Opini
Artefak Demokrasi dari Pedalaman Sulawesi
Rongkong bak gadis muda yang sedang bersolek, beberapa tahun terakhir sejak jalan raya dibenahi pemerintah.
Oleh:
Zulfiqar Rapang
Pemuda ketinggian Rongkong, Luwu Utara/Mahasiswa program Magister Ilmu Politik Pascasarjana Universitas Hasanuddin, Makassar
TRIBUN-TIMUR.COM - Tak ada "pemerintahan" di tempat ini, kata Aeskhilos suatu ketika.
Di Athena tempat tinggalnya pada masa itu, ide tentang demos dan kratein tengah dikecambahkan.
Ia mengucapkannya dengan bangga, seraya menyambungnya dengan kalimat "sebab disini, rakyat yang memerintah".
Setelah 2500 tahun berlalu, kecambah demos (rakyat) dan kratein (pemerintahan) telah menjadi pohon besar dengan akar yang menjalar dari barat ke arah timur.
Ia menyebar ke cakrawala dengan sejumlah cara, juga dengan karakteristik yang berbeda-beda.
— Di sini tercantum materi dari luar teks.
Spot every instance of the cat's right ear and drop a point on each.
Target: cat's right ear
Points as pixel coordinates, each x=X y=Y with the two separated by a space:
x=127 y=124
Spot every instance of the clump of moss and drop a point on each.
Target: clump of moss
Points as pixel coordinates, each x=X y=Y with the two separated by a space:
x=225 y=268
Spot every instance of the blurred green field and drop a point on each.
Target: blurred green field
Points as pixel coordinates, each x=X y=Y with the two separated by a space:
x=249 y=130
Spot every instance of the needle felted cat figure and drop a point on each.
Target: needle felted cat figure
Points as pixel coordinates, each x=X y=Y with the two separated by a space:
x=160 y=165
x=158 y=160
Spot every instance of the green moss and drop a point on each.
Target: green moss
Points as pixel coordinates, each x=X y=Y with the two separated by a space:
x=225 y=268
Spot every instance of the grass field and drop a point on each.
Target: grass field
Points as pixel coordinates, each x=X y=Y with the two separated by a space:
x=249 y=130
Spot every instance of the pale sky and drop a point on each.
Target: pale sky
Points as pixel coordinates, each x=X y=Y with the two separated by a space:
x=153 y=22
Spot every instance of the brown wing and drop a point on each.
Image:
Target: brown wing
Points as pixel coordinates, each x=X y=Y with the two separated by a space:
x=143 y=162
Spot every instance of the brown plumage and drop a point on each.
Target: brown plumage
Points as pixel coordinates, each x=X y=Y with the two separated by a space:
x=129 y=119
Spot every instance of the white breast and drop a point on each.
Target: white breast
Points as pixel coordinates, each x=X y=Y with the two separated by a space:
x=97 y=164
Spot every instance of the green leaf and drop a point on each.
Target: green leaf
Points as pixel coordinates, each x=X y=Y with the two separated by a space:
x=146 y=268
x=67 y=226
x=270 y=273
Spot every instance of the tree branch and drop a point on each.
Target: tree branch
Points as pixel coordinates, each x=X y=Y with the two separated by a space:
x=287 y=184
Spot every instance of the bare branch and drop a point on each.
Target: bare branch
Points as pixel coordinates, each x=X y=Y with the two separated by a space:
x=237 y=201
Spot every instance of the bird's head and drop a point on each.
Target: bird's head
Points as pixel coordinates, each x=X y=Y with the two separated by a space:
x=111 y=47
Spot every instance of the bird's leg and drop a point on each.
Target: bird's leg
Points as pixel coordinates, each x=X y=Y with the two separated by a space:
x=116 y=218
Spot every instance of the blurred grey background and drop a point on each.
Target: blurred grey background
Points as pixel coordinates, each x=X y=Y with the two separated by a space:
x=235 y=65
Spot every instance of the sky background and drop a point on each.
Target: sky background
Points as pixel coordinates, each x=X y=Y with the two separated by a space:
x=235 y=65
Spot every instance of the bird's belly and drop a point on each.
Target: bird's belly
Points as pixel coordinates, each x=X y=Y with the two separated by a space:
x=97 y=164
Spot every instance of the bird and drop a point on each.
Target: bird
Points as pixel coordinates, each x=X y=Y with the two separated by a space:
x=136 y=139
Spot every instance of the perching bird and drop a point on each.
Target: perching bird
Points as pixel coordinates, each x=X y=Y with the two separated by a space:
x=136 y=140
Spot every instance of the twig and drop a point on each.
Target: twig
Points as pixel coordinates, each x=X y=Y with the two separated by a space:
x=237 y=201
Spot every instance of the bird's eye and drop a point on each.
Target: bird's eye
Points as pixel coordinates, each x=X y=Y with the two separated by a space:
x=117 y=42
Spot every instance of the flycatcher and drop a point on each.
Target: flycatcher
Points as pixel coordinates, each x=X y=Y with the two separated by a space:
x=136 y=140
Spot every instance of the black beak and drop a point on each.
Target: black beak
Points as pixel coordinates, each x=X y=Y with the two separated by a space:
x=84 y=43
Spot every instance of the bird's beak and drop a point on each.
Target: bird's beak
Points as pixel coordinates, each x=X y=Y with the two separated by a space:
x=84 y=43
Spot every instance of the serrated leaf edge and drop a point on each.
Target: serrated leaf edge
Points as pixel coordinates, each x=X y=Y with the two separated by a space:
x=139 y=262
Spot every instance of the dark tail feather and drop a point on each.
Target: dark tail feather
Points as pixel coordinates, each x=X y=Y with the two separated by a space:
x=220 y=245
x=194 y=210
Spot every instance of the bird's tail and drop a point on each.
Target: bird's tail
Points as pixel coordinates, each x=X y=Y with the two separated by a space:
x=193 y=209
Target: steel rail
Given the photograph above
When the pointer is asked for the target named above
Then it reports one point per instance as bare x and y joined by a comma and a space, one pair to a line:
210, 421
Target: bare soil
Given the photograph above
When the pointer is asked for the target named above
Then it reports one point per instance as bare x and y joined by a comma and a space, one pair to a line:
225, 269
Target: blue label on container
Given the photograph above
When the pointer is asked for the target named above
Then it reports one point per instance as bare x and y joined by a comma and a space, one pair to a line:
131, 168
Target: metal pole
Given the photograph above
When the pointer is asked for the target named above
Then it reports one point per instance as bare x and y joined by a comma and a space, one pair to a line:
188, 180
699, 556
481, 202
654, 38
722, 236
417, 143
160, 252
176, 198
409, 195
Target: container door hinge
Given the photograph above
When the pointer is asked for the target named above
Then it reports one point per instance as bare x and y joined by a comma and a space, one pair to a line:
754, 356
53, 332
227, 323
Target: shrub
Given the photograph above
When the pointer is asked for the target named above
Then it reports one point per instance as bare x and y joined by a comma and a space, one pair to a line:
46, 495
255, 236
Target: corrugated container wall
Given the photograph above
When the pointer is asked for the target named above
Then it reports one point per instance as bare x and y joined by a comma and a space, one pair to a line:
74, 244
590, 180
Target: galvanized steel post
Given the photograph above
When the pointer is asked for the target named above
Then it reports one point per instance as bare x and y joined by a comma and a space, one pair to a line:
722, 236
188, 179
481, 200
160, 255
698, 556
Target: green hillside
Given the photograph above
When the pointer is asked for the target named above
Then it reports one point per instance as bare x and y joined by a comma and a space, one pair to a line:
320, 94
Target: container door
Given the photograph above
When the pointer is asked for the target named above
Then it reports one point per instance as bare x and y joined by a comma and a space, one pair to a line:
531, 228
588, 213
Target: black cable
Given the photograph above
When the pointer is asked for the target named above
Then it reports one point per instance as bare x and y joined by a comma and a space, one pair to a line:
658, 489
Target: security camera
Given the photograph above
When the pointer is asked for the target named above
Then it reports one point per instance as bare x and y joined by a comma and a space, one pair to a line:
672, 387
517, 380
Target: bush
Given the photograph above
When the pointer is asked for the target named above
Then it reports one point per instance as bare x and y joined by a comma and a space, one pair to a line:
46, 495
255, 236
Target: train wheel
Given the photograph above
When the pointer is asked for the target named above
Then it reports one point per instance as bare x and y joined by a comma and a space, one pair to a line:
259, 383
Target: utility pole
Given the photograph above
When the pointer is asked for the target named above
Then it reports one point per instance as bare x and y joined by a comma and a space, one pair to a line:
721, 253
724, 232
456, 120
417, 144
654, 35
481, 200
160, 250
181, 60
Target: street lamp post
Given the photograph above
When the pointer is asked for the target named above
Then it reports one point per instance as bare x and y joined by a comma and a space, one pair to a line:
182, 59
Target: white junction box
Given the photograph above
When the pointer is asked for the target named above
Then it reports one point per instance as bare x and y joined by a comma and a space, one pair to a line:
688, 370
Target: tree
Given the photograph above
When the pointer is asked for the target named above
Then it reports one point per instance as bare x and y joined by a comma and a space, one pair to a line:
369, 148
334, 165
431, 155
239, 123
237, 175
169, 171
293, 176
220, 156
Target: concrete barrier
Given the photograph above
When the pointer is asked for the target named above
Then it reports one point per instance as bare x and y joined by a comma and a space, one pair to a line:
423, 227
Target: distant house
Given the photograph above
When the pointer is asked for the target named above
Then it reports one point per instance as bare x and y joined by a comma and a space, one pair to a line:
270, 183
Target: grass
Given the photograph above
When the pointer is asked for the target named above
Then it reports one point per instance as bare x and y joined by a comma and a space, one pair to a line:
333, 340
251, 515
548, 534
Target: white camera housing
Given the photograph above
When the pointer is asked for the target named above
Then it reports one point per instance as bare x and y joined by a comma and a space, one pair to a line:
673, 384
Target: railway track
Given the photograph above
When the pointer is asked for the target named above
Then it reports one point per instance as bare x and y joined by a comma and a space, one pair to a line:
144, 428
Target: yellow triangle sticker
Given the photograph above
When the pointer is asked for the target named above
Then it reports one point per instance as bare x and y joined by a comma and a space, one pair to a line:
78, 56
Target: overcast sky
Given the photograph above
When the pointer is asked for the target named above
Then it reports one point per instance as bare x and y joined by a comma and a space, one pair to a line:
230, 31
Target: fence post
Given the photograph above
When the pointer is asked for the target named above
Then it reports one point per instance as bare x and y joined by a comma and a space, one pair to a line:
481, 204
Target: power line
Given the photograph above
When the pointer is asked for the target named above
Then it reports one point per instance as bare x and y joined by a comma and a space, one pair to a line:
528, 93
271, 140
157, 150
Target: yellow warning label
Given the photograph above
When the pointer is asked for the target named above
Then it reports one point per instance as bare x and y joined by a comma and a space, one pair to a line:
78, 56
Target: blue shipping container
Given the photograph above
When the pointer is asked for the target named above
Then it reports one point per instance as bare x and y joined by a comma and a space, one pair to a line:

Disini, kita lalu mengenalnya dengan nama "demokrasi".
Nun jauh dari Athena, embrio dengan ide yang hampir serupa rupanya telah mengendap ratusan tahun sebelum kelahiran Indonesia, pada banyak kepemimpinan tradisional kuno nusantara.
Rongkong bak gadis muda yang sedang bersolek, beberapa tahun terakhir sejak jalan raya dibenahi pemerintah.
Selama ini, Ia ternyata memendam keindahan alam dan budaya eksotik yang luput tak terjamah.
Hampir satu setengah jam untuk tiba disini, setelah melintasi lembah dan pegunungan yang berjarak sekitar 60 kilometer dari Masamba, ibu kota Kabupaten Luwu Utara.
Di kampung ini, Komba, satu dari tujuh desa di Rongkong, juga menyimpan artefak demokrasi dalam pengelolaan kepimpinan pra Indonesia.
Dulu di masa lampau, kepemimpinan tradisional Komba menganut sistem pemerintahan yang dikepalai oleh Matua yang terpilih berdasarkan garis keturunan.
Namun berbeda dengan pemerintahan monarki bangsa Anglosaxon bertumpu dan bertumpuk pada raja semata, Komba telah mengenal distribusi kekuasaan dan pemosisian masyarakat yang lebih berdaulat.
Pengelolaan kekuasaan di Komba diatur dalam garis horizontal yag terdiri dari lima Banua yang selanjutnya dapat disinonimkan dengan kata majelis.